Наутро отец с младшим сыном…

 
   Марфа захлюпала.
   — Антип, а Антип!.. Прости ты меня, если я чем-нибудь тебя обижаю, — проговорила она сквозь слезы.
   — Ерунда, — сказал Антип. — Ты меня тоже прости, если я виноватый.
   — Играть тебе не даю…
   — Ерунда, — опять сказал Антип. — Мне дай волю — я день и ночь согласен играть.
   Так тоже нельзя. Я понимаю.
   — Хочешь, чекушечку тебе возьмем?
   — Можно, — согласился Антип.
   Марфа вытерла слезы, встала.
   — Иди пока в магазин, а я ужин соберу.
   Антип надел брезент и стоял посреди избы, ждал, когда Марфа достанет из глубины огромного сундука, из-под тряпья разного, деньги. Стоял и смотрел на ее широкую спину.
   — Вот еще какое дело, — небрежно начал он, — она уж старенькая стала… надо бы новую. А в магазин вчера только привезли. Хорошие! Давай заодно куплю.
   — Кого? — Марфина спина перестала двигаться.
   — Балалайку-то.
   Марфа опять задвигалась. Достала деньги, села на сундук и стала медленно и трудно отсчитывать. Шевелила губами и хмурилась.
   — Она у тебя играет еще, — сказала она.
   — Там треснула досточка одна… дребезжит.
   — А ты заклей. Возьми да варом аккуратненько.
   — Разве можно инструмент варом? Ты что, бог с тобой!
   Марфа замолчала. Снова стала считать деньги. Вид у нее был строгий и озабоченный.
   — На, — она протянула Антипу деньги. В глаза ему не смотрела.
   — На четвертинку только? — У Антипа отвисла нижняя губа. — Да-а…
   — Ничего, она еще у тебя поиграет.
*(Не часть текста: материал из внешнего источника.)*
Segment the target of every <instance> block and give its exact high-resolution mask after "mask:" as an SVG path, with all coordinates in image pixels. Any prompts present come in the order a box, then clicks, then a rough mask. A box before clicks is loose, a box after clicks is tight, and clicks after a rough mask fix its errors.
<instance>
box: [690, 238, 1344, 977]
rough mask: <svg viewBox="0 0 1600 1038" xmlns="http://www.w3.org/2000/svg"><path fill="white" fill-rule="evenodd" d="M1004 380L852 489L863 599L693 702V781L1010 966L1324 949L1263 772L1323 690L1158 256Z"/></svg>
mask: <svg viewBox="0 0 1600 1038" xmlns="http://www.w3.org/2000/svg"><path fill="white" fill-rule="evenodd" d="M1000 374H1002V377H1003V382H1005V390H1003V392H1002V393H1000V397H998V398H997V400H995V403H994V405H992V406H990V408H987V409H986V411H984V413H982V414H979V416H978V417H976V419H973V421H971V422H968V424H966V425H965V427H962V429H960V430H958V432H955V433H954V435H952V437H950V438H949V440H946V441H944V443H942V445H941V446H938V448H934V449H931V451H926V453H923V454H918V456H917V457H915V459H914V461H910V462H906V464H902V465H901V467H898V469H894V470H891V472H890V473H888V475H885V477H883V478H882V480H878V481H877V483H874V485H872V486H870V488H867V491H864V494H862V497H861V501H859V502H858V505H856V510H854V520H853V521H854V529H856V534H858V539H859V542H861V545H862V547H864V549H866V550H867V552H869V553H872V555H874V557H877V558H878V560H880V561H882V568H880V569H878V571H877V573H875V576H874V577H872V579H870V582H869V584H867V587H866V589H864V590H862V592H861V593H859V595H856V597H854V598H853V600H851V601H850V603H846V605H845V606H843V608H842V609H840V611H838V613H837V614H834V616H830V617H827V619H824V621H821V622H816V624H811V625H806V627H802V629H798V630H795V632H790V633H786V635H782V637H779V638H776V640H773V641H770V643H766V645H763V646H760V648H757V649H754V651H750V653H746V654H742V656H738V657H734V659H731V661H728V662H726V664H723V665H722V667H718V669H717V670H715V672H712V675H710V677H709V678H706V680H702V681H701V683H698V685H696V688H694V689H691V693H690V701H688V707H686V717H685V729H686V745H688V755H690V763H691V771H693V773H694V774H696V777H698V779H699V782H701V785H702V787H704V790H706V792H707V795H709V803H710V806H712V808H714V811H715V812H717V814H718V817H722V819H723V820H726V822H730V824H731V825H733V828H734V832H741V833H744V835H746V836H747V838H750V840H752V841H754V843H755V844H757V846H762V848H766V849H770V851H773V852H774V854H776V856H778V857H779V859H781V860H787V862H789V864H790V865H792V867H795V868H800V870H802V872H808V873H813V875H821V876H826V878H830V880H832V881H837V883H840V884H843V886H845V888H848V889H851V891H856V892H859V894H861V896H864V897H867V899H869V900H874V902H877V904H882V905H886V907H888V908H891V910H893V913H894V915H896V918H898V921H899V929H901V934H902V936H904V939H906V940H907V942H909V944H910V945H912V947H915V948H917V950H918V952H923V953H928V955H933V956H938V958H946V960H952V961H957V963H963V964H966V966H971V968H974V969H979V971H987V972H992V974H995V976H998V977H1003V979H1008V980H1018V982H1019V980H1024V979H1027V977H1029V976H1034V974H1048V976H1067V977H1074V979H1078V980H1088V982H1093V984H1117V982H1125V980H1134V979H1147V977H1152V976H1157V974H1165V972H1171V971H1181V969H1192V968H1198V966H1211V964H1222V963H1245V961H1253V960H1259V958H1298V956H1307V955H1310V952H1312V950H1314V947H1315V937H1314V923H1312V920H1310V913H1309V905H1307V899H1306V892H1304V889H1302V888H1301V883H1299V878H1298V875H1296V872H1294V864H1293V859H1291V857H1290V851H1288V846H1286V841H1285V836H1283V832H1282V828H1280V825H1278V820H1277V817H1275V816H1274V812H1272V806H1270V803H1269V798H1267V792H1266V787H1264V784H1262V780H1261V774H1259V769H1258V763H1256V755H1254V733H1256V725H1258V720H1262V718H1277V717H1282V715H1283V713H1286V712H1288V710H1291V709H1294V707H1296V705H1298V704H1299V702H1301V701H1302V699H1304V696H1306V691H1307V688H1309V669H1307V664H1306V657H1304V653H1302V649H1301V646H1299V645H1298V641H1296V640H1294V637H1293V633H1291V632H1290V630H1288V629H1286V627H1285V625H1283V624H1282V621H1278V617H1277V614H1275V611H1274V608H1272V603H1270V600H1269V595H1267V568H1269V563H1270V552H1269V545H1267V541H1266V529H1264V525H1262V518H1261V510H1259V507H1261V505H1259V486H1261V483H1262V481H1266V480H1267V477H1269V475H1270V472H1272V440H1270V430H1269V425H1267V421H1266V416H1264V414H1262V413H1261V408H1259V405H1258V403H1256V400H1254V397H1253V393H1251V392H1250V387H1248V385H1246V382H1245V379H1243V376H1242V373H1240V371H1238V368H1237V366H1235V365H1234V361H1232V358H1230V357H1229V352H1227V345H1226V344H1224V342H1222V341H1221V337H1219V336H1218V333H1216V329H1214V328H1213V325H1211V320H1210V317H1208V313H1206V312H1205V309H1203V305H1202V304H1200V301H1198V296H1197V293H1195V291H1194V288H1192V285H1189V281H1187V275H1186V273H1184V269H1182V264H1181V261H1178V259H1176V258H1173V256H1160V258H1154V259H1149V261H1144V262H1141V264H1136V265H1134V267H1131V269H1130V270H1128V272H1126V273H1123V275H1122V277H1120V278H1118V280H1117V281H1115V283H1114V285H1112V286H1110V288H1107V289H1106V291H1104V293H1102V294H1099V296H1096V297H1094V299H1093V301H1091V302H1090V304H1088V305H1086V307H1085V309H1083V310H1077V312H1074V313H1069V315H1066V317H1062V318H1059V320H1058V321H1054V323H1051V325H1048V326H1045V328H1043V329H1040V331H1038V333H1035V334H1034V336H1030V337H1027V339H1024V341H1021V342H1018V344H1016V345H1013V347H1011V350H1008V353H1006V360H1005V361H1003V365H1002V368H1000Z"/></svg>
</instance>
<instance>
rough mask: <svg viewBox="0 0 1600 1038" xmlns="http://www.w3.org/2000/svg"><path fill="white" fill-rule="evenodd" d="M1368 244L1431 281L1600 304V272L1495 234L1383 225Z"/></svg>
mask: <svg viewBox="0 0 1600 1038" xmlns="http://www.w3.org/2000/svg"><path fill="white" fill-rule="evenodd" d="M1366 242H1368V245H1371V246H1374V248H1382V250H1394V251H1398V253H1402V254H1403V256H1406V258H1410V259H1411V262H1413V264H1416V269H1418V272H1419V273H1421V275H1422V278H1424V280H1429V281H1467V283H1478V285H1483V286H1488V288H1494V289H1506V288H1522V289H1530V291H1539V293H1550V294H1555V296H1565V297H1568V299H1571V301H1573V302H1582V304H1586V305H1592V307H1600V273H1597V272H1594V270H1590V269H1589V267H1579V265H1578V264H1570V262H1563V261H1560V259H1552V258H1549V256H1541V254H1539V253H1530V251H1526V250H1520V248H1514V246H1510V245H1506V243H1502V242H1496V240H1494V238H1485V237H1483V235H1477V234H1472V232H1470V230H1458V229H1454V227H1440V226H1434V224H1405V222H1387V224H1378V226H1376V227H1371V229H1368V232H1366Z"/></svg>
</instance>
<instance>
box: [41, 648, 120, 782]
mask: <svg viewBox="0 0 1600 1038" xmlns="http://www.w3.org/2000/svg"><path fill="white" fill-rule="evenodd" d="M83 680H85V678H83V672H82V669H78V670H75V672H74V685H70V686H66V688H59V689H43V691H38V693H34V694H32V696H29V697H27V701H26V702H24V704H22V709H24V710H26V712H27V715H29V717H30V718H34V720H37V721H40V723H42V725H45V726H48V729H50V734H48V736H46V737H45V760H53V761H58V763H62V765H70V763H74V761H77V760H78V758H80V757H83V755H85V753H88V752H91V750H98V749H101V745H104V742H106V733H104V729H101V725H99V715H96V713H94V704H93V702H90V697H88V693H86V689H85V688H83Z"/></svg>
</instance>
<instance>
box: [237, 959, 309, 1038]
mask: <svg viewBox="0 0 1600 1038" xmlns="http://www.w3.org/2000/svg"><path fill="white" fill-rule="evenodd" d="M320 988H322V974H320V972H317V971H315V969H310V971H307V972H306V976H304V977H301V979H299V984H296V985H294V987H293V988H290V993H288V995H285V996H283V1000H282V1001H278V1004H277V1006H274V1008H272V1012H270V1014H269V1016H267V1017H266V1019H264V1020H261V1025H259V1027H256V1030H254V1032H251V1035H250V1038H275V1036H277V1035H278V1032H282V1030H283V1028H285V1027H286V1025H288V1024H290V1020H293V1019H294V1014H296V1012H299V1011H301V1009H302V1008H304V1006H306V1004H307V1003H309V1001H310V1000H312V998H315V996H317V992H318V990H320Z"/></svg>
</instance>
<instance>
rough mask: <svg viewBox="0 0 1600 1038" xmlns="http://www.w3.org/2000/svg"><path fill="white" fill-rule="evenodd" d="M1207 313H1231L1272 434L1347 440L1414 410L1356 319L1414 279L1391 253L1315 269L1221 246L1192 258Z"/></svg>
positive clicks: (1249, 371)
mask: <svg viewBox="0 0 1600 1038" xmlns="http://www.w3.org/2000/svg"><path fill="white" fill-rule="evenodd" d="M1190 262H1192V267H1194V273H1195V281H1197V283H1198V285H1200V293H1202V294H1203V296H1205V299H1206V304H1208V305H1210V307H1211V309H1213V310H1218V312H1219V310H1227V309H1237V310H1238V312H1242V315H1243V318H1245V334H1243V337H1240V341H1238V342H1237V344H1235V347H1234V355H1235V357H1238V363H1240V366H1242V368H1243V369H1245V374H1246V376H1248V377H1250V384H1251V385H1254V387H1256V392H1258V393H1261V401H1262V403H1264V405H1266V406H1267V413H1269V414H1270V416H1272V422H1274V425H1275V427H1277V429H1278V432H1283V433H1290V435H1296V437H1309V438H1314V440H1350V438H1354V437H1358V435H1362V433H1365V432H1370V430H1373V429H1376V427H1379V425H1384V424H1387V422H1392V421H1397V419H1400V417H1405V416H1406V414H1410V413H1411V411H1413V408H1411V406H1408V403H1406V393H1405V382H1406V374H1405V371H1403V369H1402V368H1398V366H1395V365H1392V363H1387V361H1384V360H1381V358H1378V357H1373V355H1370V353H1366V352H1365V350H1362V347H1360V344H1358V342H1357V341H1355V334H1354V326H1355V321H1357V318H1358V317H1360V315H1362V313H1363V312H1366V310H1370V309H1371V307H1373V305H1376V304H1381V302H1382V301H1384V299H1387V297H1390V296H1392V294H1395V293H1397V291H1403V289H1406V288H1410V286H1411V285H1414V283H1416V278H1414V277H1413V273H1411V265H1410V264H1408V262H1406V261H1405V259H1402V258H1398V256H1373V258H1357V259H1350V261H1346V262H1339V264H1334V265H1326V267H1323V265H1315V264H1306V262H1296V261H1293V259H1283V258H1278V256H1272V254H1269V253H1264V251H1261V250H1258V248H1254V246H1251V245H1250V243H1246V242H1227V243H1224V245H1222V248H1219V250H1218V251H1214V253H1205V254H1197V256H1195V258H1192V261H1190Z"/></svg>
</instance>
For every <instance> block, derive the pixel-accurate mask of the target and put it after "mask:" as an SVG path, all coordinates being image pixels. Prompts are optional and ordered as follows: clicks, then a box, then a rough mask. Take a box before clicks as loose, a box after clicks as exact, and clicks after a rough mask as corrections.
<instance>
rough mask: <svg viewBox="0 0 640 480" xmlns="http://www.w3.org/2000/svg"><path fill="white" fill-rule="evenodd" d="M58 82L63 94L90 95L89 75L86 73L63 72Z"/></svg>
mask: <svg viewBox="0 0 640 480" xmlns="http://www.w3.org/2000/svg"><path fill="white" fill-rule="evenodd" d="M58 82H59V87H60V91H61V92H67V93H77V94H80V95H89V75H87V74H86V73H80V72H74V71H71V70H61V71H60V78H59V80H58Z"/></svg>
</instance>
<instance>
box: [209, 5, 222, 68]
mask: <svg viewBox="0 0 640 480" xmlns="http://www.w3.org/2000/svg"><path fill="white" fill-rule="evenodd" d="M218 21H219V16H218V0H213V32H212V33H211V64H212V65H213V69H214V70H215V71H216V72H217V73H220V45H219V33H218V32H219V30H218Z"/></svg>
Вон как хорошо сегодня играла!
   — Эх, Марфа!.. — Антип тяжело вздохнул.
   — Что «эх»? Что «эх»?
   — Так… проехало. — Антип повернулся и пошел к двери.
   — А сколько она стоит-то? — спросила вдруг Марфа сурово.
   — Да она стоит-то копейки! — Антип остановился у порога. — Рублей шесть по новым ценам.
   — На, — Марфа сердито протянула ему шесть рублей.
   Антип подошел к жене скорым шагом, взял деньги и молча вышел: разговаривать или медлить было опасно — Марфа легко могла раздумать.